Testin and Kurtz said they are entertaining conversations about further changes to the legislation. They noted concerns related to private land parcels surrounded by public land and about land acquisitions by nonprofit conservation groups.
Sen. Jodi Habush Sinkyin, D-Whitefish Bay, criticized the stripping back of land acquisitions and the reduction of overall funding for the program from $33.25 million to $28.25 million annually.
The current stewardship program designates $16 million annually for land acquisition, while the proposed package includes $1 million to be set aside for land along the Ice Age Trail. The package also includes $250,000 annually for acquisitions of 5 acres or less that improve access to hunting, fishing or trapping opportunities and are contiguous to land already owned by the state.
Habush Sinykin noted the program was originally created to acquire land for recreational purposes and to protect environmentally sensitive areas.
“When does this program stop being the Knowles-Nelson Stewardship Program or just in name only if the guts and the core of it has been removed by a lack of support?” Habush Sinykin said.

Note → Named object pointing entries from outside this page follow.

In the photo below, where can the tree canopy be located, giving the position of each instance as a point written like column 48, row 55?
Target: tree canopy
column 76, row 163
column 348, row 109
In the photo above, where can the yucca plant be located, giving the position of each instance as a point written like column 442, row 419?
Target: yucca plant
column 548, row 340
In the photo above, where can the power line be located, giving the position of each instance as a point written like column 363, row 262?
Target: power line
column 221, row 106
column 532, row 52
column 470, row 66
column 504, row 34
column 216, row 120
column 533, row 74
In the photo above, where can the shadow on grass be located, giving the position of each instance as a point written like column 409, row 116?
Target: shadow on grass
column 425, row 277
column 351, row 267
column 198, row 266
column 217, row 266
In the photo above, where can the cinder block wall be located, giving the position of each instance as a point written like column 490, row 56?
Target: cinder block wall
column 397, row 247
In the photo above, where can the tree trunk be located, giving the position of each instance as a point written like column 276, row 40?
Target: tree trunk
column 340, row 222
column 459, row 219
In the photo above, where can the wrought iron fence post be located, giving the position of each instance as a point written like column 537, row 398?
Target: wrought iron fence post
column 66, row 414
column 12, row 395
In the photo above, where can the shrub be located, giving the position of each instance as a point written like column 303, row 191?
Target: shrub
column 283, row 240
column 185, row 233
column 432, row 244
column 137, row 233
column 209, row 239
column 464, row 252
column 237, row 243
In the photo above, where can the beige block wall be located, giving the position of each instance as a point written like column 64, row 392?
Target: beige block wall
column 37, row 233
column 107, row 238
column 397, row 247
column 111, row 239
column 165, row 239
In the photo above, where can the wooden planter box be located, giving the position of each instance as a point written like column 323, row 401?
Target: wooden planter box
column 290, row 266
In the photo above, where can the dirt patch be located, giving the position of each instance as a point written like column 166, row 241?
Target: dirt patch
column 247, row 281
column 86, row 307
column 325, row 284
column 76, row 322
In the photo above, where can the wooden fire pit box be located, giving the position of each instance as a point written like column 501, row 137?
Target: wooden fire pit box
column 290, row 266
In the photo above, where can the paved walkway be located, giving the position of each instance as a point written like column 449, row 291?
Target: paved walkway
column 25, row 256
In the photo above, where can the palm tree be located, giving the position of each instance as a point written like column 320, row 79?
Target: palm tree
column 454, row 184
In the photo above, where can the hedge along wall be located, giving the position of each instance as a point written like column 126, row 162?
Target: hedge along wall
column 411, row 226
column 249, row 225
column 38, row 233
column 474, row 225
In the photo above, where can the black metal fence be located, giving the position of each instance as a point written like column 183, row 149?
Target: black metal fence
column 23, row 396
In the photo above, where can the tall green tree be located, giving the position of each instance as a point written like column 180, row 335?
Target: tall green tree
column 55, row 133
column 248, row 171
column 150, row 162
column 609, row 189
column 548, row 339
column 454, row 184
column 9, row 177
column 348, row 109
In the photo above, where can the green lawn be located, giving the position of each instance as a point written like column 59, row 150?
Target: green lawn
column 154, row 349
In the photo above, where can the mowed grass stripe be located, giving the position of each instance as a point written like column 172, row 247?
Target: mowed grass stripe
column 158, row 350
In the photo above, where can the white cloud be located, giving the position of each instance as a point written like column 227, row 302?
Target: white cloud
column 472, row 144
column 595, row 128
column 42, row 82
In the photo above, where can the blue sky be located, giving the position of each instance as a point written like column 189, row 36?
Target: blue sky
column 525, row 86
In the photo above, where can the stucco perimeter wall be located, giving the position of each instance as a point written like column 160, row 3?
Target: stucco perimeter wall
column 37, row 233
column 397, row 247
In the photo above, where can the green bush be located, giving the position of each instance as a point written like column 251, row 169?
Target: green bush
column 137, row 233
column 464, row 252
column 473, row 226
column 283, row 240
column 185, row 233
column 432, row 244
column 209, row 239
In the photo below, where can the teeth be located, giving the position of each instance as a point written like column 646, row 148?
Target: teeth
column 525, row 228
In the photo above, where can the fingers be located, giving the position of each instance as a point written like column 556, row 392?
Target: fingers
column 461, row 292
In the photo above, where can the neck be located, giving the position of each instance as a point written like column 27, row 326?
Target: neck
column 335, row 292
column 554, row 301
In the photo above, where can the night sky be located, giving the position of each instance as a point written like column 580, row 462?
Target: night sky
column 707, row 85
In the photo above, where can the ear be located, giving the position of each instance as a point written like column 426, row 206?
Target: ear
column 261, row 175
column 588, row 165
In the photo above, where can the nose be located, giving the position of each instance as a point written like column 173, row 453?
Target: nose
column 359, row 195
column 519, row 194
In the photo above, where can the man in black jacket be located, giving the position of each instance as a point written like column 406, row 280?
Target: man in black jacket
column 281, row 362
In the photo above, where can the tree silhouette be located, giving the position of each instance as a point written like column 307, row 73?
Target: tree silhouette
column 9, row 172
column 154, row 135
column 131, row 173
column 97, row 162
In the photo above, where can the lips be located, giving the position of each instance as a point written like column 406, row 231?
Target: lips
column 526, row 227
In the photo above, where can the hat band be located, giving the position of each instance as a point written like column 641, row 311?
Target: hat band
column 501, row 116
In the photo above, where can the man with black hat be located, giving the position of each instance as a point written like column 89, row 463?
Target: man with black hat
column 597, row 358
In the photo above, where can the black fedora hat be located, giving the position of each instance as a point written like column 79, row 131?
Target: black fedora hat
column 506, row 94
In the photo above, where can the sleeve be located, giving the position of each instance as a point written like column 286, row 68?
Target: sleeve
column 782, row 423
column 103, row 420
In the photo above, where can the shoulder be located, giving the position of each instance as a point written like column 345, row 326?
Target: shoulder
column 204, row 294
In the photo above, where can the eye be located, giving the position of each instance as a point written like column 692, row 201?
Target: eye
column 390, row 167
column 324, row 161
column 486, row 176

Testin acknowledged the total dollar amount is much lower than both the $100 million Gov. Tony Evers proposed and the $72 million in Habush Sinykin’s bill to renew the program. He said the total authors agreed upon, “to be honest with you, is what is politically palatable for a number of our colleagues in both houses.”
Under the bills, the bulk of the money in the program over the next two years would be used to improve nature-based recreation facilities. The package also would require the Department of Natural Resources to do an inventory of land in the program, along with land acquisition priorities for the next two to five years.
Wisconsin Wildlife Federation Executive Director Cody Kamrowski noted the group had withdrawn its support of the bills due to the substitute amendments and changes to land acquisitions.
“At its foundation, Knowles-Nelson is a land-first program. Land acquisition is not incidental, it is what makes public access, habitat protection and outdoor opportunity possible in the state of Wisconsin,” Kamrowski said, noting those issues are particularly important in faster-growing areas of the state.
Sen. John Jagler, R-Watertown, said that opposition holding out for more changes to the legislation “is going to doom this program.”
“I encourage anybody with a down arrow as a registration on this to change that to sideways because the more ‘no’ votes you bring by opposition to it dooms your very efforts,” Jagler said.
Habush Sinykin later said that according to Legislative Council, if the program did lapse, it could be reauthorized because the existing statutory language and framework for the program would remain even if funding ran out.
“That is not what we’re working for. I just want to give all of you the opportunity to understand the big picture that it’s not all or nothing,” she said.